Integrating Visual and Semantic Similarity Using Hierarchies for Image Retrieval
This addresses the issue of semantic mismatch in image retrieval for users in fields like biology and general computer vision, though it is incremental as it builds on existing deep learning and hierarchy-based approaches.
The paper tackled the problem of content-based image retrieval where visually similar results may lack semantic relevance by proposing a method that integrates visual and semantic similarity using a hierarchy constructed from deep neural network latent spaces. Experiments on CUB-200-2011, CIFAR100, and diatom microscopy datasets showed superior performance compared to existing methods.
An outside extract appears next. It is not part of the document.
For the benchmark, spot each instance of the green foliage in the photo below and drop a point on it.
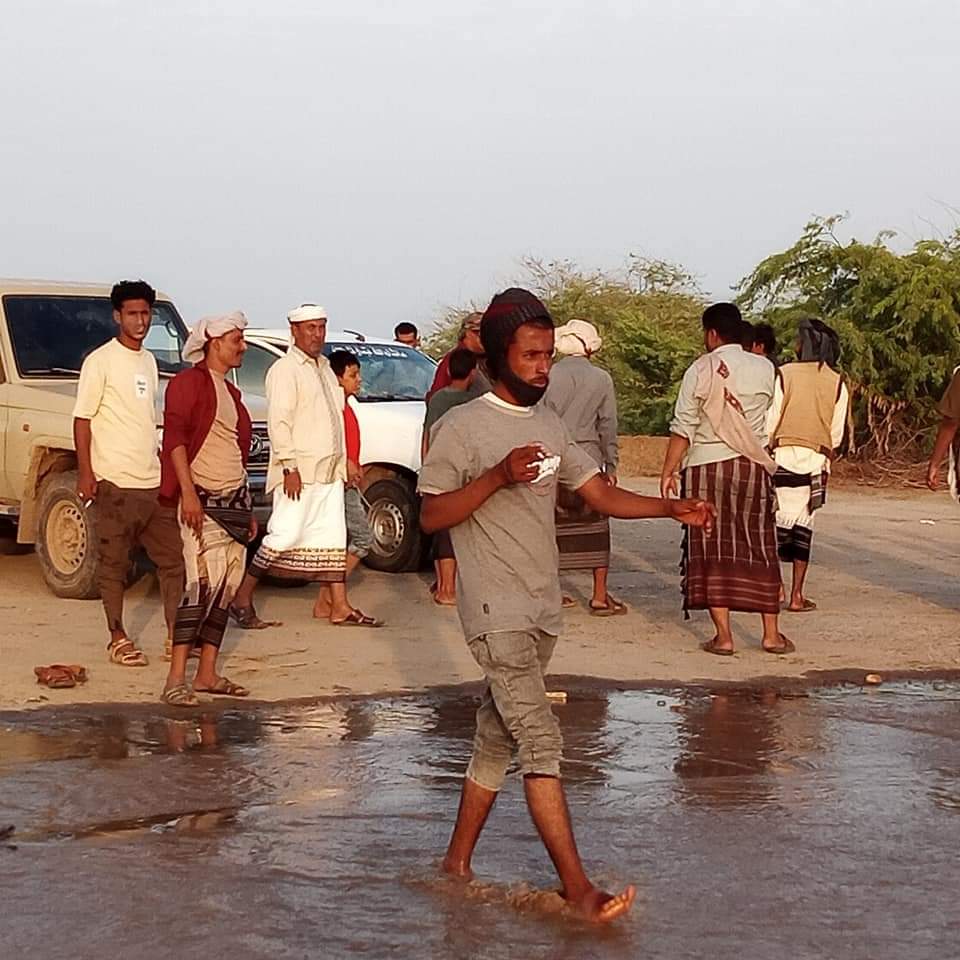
(898, 317)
Most of the research in content-based image retrieval (CBIR) focus on developing robust feature representations that can effectively retrieve instances from a database of images that are visually similar to a query. However, the retrieved images sometimes contain results that are not semantically related to the query. To address this, we propose a method for CBIR that captures both visual and semantic similarity using a visual hierarchy. The hierarchy is constructed by merging classes with overlapping features in the latent space of a deep neural network trained for classification, assuming that overlapping classes share high visual and semantic similarities. Finally, the constructed hierarchy is integrated into the distance calculation metric for similarity search. Experiments on standard datasets: CUB-200-2011 and CIFAR100, and a real-life use case using diatom microscopy images show that our method achieves superior performance compared to the existing methods on image retrieval.